About a year in, the team already has some findings to report, with two papers under review and a third on the way. “We’ve observed that indeed fee-for-service payment results in patients being seen more frequently, but it doesn’t appear that this leads to better care, so we might be spending more without getting more,” says Manns, a professor in the departments of medicine and community health sciences and member of the O’Brien Institute for Public Health and Libin Cardiovascular Institute of Alberta. “But actually, neither model was perfect.”
The third phase of Quinn’s work is to interview doctors in person, to better understand whether "how" they get paid impacts the care they provide.
“There are so many questions that have arisen from this work,” Quinn says. “I’m looking forward to the next stage of the study when we will be conducting interviews with people within the system to learn more about what is going on.”
Banting program recognizes research that will positively contribute to Canada’s growth
The Banting Postdoctoral Fellowships were announced yesterday at the University of Alberta. In addition to Quinn, University of Calgary postdoc Dr. Georgia Balsevich, PhD, has received a Banting Postdoctoral Fellowship for her research on chronic stress and metabolism. Balsevich is a previous Killam Postdoctoral Laureate, training with Dr. Matthew Hill, PhD, associate professor in the departments of psychiatry, and cell biology and anatomy, and member of the Hotchkiss Brain Institute at the CSM.
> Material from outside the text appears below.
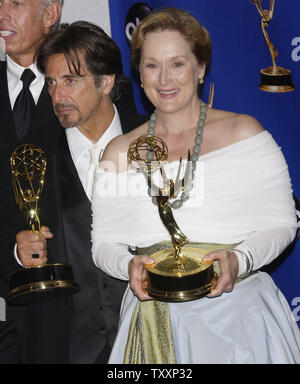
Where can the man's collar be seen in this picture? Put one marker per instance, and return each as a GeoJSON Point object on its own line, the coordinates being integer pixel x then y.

“We are pleased that the Government of Canada has recognized Georgia Balsevich and Amity Quinn for their pursuit of new knowledge and transformative research,” says Dr. Ed McCauley, vice-president (research). “Banting Postdoctoral Fellowships position young scholars for success as tomorrow’s research leaders, and we are thrilled to be part of this exciting phase of their careers.”
The University of Calgary Postdoctoral Program attracts the best and brightest emerging scholars with world-class professional training that prepares them to pursue rewarding careers in industry, academia, government, and non-governmental organizations. Through the unique Eyes High Postdoctoral Scholars Competition, the university has invested in more than 185 postdocs, bringing the total number of postdoctoral scholars on campus to over 500, ranking the program among the top five in Canada.